Sie sehen – schnell kann es zu einem Vorfall kommen. Dabei ist es egal, um welche Rasse es sich handelt, wie gut er erzogen und sozialisiert wurde. Wie heißt es so schön: Irgendetwas passiert immer! Klar, es kann einige Jahre gut gehen und dann wird der Hund eigensinnig und schwierig im Umgang mit anderen Hunden sein.

Die Prämie für die Tierhalterhaftpflichtversicherung ist nicht so hoch, dass man sie sich neben den regulären Haltungskosten eines Hundes nicht mehr leisten kann. Daher sollte man sie vorsichtshalber abschließen, auch wenn sie in diesem Bundesland, in diesem Amtsbereich nicht als Pflicht gefordert ist. Sicher ist sicher!

Weitere Hundeversicherungen können sinnvoll sein! | Foto: / Depositphotos.com

Sinnvolle Hundeversicherungen

Hunde-OP-Versicherung

Dies ist eine günstige Variante, die sich auf schwerwiegende Probleme bezieht, die ausschließlich mit einer Operation behoben werden können. Sie darf nicht mit der regulären Hunde-Krankenversicherung verwechselt werden. Es werden ausschließlich stationäre Aufenthalte in der Tierklinik, die mit einer Operation in Zusammenhang stehen, übernommen und natürlich die Operation selber. Auch ambulante Operationen können abgedeckt sein, wenn dies entsprechend in den Leistungen aufgeführt ist. „Normale“ Tierarztkosten sind nicht inbegriffen. Da Operationen nicht so oft vorkommen sollten, sind die Kosten für diese Versicherung für gewöhnlich recht günstig.

Hunde-Krankenversicherung

Mit dieser Versicherung können diverse Kosten beim Tierarzt von der Versicherung übernommen werden. Die Leistungen können in unterschiedlichem Umfang gebucht werden.
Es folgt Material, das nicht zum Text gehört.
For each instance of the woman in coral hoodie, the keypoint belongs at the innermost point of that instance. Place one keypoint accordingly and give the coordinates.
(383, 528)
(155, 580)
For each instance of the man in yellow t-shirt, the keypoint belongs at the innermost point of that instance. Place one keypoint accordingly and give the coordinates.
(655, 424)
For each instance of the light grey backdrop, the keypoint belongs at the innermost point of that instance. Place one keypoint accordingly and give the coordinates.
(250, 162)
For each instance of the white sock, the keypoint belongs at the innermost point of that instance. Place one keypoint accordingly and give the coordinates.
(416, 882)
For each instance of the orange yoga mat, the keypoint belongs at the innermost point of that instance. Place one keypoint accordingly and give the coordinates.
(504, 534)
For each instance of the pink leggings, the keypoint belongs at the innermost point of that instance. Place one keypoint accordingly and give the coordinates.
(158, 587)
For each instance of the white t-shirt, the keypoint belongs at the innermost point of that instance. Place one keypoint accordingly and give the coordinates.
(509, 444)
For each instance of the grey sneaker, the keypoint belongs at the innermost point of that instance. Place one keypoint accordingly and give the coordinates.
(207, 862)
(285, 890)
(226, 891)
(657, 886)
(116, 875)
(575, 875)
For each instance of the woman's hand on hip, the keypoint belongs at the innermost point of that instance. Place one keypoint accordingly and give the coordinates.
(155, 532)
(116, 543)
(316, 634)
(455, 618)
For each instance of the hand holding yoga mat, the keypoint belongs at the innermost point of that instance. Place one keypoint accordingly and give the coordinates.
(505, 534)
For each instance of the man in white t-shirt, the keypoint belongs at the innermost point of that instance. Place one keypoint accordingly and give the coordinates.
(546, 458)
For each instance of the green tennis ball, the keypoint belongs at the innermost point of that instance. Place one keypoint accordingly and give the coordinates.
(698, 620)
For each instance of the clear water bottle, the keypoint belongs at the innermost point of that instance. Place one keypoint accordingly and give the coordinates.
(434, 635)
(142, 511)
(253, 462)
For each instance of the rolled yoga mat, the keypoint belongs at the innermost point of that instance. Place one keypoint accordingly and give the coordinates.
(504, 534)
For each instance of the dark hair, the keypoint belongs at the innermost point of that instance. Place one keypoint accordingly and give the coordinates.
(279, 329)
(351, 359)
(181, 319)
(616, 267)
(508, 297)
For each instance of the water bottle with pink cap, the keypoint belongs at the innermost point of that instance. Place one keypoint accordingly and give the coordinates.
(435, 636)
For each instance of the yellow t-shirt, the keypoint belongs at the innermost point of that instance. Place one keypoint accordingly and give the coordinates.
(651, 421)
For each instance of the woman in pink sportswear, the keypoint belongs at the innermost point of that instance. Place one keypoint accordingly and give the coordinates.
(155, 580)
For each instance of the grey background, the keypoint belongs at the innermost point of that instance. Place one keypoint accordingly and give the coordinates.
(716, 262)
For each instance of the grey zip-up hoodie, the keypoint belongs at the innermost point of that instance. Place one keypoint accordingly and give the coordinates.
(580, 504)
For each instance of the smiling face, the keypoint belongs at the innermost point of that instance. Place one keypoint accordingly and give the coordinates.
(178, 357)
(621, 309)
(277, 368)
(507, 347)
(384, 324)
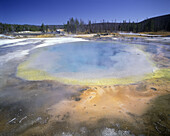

Selbstverständlich wird die monatliche Prämie teurer, je mehr Leistungen des Tierarztes bis zu 100% übernommen werden sollen. Es kann, je nach Rasse und Disposition, notwendig sein, sich zunächst mit dem Tierarzt abzusprechen, bevor die Tierkrankenversicherung abgeschlossen wird. Auch die Informationen des Züchters können in diesem Punkt weiterhelfen.

Hunde-Rechtschutzversicherung

Was sich im ersten Moment logisch anhört, ist beim genaueren Hinschauen ein Witz. Denn ein Hund kann keine Rechtschutzversicherung benötigen. Der Tierbesitzer aber, der sollte generell eine Rechtschutzversicherung abgeschlossen haben. Besitzt er bereits eine, ist der Hund automatisch darüber „abgedeckt“.

Hunde-Reiserücktrittsversicherung

Diese Versicherung tritt nur im Falle einer Reise, auf der der Hund mitgenommen wird, in Erscheinung. Sie wird ganz speziell für diesen Zweck und diesen Reisetermin abgeschlossen. Allerdings sollte man die eigenen Reiseunterlagen genau durchlesen. Ist der Hund als „Reisebegleitung“ darin explizit erwähnt, wird er bereits durch Ihre Reiserücktrittsversicherung abgedeckt. Eine gesonderte Reiserücktrittsversicherung für den Hund abzuschließen, wäre eine doppelte Maßnahme.

Hunde-Vollversicherung

In dieser Hundeversicherung werden verschiedene Versicherungen für Hunde zusammengefasst. Meist finden wir hier die Hundehaftpflicht-, die Hunde-Op-, sowie die Hundekrankenversicherungen zusammengefasst. Es kann auch vorkommen, dass es sich hierbei nur um die OP- und die Krankenversicherung handelt. Es ist zudem möglich, dass noch weitere Leistungen darin enthalten sind. Sollten Sie tatsächlich eine Hunde-Vollversicherung abschließen wollen, sollten Sie sich den Leistungsumfang ganz genau durchlesen, damit Sie auch so viel wie möglich für Ihr Geld bekommen.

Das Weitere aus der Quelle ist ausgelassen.